Люди, ругавшиеся снаружи ящика, употребляли именно это выражение, и Гонсалес со страхом понял, где он оказался. Ящик же привлек внимание тем, что от него исходила страшная вонь. Служащие порта, принимавшие груз, подумали, что экспортеры поставили протухшие консервы. Поэтому были вызваны официальные лица. Ящик вскрыли и с удивлением обнаружили внутри него Педро, перемазанного дерьмом с головы до ног. Довольно приличное количество банок было испорчено и получалось, что Гонсалес нанес экономический вред, а также автоматически стал подозреваемым в шпионаже. Его тут же арестовали и доставили, куда следовало. Там его отмыли, постригли, одели кое-как и допросили; после чего засадили в одиночную камеру, которая находилась в подвале здания Управления КГБ по Одесской области Украинской ССР.
Через пару дней в сопровождении нескольких крепких, одетых в штатское людей, Гонсалес совершил увлекательное путешествие из Одессы в Москву по железной дороге. Во время поездки он находился в купе арестантского вагона, в котором все окна были закрыты наглухо. Прекрасные виды русской природы, естественно, промелькнули мимо его глаз, но это Педро не огорчило, потому что все подобные достопримечательности он уже видел в сорок втором году.
В нынешней камере окна не было вообще, хотя куда, спрашивается, можно смотреть из глубины в десять метров? Точнее, одно окошко все-таки имелось.
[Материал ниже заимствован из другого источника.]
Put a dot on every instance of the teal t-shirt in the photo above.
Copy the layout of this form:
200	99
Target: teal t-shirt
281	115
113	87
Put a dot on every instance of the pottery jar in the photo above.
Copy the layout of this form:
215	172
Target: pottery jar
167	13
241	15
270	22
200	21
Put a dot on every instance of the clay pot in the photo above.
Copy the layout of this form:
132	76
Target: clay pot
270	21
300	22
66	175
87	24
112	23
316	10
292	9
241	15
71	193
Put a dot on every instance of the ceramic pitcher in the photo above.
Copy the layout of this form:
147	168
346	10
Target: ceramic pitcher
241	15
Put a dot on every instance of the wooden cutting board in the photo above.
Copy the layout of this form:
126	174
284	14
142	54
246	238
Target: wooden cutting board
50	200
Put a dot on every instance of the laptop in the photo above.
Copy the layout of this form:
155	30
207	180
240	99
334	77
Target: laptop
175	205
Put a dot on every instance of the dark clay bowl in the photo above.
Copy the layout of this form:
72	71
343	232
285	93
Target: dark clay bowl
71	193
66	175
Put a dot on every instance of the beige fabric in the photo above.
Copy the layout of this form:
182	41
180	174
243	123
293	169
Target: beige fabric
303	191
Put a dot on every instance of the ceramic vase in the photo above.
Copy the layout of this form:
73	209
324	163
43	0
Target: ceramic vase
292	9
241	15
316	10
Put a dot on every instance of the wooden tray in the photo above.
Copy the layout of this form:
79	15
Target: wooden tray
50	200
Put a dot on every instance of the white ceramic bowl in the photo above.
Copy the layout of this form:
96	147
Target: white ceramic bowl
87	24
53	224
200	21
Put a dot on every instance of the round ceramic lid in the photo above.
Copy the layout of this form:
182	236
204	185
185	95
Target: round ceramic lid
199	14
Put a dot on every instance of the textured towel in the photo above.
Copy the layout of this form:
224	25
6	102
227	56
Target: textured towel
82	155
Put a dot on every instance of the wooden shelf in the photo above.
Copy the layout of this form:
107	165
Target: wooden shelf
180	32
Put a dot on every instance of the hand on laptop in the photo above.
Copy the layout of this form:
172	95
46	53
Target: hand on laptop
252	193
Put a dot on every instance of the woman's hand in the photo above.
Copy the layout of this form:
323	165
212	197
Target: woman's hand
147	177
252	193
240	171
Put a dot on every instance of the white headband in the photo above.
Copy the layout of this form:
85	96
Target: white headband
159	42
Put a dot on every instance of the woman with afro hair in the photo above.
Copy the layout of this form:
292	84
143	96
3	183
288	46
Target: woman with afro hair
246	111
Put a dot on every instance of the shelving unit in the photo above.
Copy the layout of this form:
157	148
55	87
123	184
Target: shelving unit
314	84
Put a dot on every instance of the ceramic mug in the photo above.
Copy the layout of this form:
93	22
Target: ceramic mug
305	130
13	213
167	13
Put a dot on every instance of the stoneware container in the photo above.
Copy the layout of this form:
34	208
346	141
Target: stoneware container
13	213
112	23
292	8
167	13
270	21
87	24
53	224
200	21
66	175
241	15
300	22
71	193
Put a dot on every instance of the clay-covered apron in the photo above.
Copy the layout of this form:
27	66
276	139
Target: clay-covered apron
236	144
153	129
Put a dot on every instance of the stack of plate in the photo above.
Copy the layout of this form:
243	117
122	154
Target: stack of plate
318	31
Оно располагалось в железной двери камеры, и было закрыто с противоположной стороны. Над ним находился круглый большой глазок. В нем, почему-то, не было стекла. Педро подумалось, что при большом желании можно легко плюнуть в глаз надсмотрщику, а еще лучше – ткнуть в него пальцем. Интересно, каковы будут последствия для человека, совершившего такой бесполезный, но приятный поступок?
В коридоре раздались гулкие шаги. Они замерли перед дверью. Окошко распахнулось, и в него просунулась рука, державшая жестяную миску. Педро подошел, взял посудину, и окно захлопнулось. Он сел на нары, поставил тарелку на табурет и с любопытством заглянул в нее. Внутри находились: кусок слипшейся светлой каши, неаккуратно отрезанная горбушка черного хлеба, тонкий ломтик вареного свиного сала и алюминиевая ложка. Все это пахло какой-то затхлой кислятиной и нисколько на еду не походило. Гонсалес осторожно попробовал кашу на вкус. Вкус также не соответствовал представлениям о людской пище. Но выбирать не приходилось, и Педро съел все. За ним наблюдали в глазок, потому что как только он отставил миску в сторону, оконце на двери распахнулось. Гонсалес подошел и протянул грязную посуду. Ее тут же забрали и в ответ выдали жестяную кружку без ручки. Педро взял ее, и окно закрылось. В коридоре послышались шаги. Они удалялись.
Поняв, что кружка оставлена ему для постоянного пользования, он залпом осушил содержимое и поставил ее в раковину. Вкус напитка чем-то отдаленно напоминал чай, но горечь и запах забродившего веника свидетельствовали о наличии в его составе каких-то других, неизвестных Педро ингредиентов. В животе неожиданно громко забурчало. Гонсалес подозрительно прислушался к ощущениям, бросил испуганный взгляд на унитаз, вздрогнул, и осторожно лег на нары. Желудок успокоился, но началась зверская отрыжка. После каждого ее проявления воздух в комнате наполнялся запахом веника. Это быстро прошло, и Педро попытался заснуть, но не смог.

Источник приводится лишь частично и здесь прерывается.